Snap lxd broken - can't do anything!

sudo lxc list
-just waits forever

sudo lxd init
-just waits forever

sudo snap remove lxd
error: snap “lxd” has “refresh-snap” change in progress

I have even tired to reboot.

I don’t need any data, config, storage pools, networks, so i would like to reset LXD to ‘as new’ and reset up, previously i did join this LXD to a cluster which i do want to do again.

Is there a reset script i can run to undo the LXD init changes?

Something went wrong and it appears that the snap is stuck at updating.
snap info lxd should give you some info.
There are also other snap commands to give insight into what is happening.
snap stop lxd could help, or as a last resort, reboot the computer.

It is important to figure out what’s going on in your specific case because you would not want this issue to reappear in the future.

Ah so using
sudo snap stop lxd
and starting again in debug mode
sudo lxd --debug --group lxd
i saw an ip address that it was failing to talk to, this must have been the other cluster member, i checked and the ip had changed and so put it back and rebooted and it all came back to life.

it would be nice if you see what the config is and show an error ?

lxc cluster list and lxc cluster show should show the cluster details.
I have not used LXD with clustering. I assume that it should report if a node is down.

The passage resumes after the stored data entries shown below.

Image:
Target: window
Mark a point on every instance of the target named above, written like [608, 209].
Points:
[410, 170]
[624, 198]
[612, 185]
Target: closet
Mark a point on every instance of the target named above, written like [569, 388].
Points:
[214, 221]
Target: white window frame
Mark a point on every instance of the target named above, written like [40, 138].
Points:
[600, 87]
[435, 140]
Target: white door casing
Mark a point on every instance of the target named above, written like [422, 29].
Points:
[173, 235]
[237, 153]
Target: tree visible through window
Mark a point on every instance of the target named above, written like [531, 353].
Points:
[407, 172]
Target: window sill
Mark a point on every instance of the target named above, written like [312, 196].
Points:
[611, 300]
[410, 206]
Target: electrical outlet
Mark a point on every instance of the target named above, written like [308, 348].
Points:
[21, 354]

If you have just three nodes and one is down, then the cluster is stuck because they are too few.
Did you have such a case?

Did you see any relevant info in /var/log/lxd/lxd.log or /var/snap/lxd/common/lxd/logs/lxd.log?

In any case, the situation should be handled gracefully.

The issue is if the host is part of a cluster and doesn’t have corrum then there nothing that you can do to control LXD. Snap wont disable it or remove it or stop it, and none of the LXC or LXD commands work !
Rebooting server does not change anything.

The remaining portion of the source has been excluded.